As Miller put it, she was "directly involved in its controversial interrogation program" and had an "extensive role" in torturing detainees. Even more troubling, she "had run a secret prison in Thailand" – part of the CIA's network of "black sites" – "where two detainees were subjected to waterboarding and other harsh techniques." The Senate Intelligence Committee's report on torture also detailed the central role she played in the particularly gruesome torture of detainee Abu Zubaydah.

Beyond all that, she played a vital role in the destruction of interrogation videotapes that showed the torture of detainees both at the black site she ran and other secret agency locations. The concealment of those interrogation tapes, which violated both multiple court orders as well the demands of the 9/11 Commission and the advice of White House lawyers, was condemned as "obstruction" by Commission Chairs Lee Hamilton and Thomas Keane. A special prosecutor and Grand Jury investigated those actions but ultimately chose not to prosecute.

That CIA official's name whose torture activities the Post described is Gina Haspel. Today, as BuzzFeed's Jason Leopold noted, the CIA announced that Haspel was selected by Trump's CIA Director Mike Pompeo to be Deputy Director of the CIA.

Didn't someone say once that those who cannot remember the past are condemned to repeat it? To be clear, Trump and Pompeo's behavior here is outrageous.
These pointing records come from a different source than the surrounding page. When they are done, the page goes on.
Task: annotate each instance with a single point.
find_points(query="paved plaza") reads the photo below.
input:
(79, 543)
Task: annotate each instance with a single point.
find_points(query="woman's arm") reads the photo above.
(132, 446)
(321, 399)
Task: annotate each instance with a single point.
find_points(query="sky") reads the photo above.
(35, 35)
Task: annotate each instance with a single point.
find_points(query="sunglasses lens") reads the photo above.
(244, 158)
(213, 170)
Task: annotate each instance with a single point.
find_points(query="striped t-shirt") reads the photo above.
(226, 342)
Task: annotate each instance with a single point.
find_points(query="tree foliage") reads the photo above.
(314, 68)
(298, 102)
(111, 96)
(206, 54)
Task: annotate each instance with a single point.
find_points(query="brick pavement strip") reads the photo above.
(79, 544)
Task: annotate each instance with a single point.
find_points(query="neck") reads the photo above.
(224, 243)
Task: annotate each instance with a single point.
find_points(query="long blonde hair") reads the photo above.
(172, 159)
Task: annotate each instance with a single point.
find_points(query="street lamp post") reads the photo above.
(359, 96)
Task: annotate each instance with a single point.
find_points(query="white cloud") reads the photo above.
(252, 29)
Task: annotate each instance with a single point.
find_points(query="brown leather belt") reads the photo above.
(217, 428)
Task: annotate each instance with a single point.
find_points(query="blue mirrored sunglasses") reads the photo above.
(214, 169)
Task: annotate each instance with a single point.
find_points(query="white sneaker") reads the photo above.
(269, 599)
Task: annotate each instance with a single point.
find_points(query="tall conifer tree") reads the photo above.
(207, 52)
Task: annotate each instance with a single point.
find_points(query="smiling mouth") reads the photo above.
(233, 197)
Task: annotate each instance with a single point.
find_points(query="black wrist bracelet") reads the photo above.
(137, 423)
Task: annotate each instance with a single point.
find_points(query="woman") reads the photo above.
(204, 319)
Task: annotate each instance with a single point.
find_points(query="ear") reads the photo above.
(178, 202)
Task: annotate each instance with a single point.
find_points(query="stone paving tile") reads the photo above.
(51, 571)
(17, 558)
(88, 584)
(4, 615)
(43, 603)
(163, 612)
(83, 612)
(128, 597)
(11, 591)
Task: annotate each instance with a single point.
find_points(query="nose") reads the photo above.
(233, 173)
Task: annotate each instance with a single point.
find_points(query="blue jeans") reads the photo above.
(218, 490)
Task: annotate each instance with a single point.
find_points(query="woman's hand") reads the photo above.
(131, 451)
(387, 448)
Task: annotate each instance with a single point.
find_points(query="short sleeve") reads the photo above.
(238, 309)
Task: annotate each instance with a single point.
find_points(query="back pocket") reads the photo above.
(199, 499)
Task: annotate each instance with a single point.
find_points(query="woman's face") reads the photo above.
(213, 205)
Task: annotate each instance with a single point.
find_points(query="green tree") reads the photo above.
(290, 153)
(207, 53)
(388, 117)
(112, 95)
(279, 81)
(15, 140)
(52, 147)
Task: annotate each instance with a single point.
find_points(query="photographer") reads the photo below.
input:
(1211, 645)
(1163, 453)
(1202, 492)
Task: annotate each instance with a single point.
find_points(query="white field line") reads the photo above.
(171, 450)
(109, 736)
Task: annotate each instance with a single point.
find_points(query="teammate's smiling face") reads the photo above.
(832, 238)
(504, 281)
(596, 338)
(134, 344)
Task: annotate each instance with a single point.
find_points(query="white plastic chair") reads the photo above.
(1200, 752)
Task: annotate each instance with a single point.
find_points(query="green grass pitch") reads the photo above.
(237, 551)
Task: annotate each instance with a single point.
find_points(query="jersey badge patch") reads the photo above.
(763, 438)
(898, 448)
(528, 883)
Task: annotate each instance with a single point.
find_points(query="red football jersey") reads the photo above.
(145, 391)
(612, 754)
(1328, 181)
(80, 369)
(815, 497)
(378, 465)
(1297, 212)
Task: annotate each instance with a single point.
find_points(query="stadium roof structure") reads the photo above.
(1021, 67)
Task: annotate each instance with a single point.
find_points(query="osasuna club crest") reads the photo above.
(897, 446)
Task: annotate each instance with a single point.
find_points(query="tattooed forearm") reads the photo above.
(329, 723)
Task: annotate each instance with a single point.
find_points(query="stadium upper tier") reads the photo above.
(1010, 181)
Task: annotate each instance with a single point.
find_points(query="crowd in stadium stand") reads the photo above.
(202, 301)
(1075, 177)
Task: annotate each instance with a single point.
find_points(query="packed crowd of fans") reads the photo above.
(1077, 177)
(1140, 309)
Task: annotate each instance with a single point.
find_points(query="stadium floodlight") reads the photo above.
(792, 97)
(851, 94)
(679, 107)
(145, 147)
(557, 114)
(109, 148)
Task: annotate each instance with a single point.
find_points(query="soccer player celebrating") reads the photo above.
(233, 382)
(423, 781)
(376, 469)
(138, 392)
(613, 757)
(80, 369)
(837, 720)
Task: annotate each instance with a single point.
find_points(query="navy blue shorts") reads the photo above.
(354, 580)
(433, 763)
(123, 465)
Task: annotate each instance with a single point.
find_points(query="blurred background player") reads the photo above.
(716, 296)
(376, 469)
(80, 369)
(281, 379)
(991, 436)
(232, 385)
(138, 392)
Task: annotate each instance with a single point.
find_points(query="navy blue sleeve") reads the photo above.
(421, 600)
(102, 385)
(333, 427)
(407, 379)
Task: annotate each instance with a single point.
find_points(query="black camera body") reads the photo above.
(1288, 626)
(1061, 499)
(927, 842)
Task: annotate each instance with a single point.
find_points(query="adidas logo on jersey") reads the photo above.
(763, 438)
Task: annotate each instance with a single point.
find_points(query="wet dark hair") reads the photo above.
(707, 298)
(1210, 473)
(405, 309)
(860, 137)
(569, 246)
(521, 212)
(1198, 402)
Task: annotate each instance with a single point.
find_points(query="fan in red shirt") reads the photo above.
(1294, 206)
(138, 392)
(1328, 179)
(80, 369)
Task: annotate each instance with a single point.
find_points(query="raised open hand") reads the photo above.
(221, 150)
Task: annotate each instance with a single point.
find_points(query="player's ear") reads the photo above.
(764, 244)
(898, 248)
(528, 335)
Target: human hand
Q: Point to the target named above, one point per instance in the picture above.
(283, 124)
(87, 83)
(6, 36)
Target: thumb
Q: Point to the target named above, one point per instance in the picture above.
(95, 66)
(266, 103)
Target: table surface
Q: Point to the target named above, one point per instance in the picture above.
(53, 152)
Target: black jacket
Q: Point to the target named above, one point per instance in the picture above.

Not only is torture a lingering moral stain on the national soul, but the practice serves no practical purpose -- wiser heads, including Trump's own defense secretary James Mattis, know that it's counter-productive -- other than as a feel-good catharsis to the president's xenophobic base.

But the Obama administration's massive failure to hold anyone accountable for that era of abuse set the stage for this fiasco. To someone with a mostly favorable view of his presidency, this mistake was the biggest one that Obama made. And it makes one wonder if America will ever have the moral intestinal fortitude to break this cycle of insanity.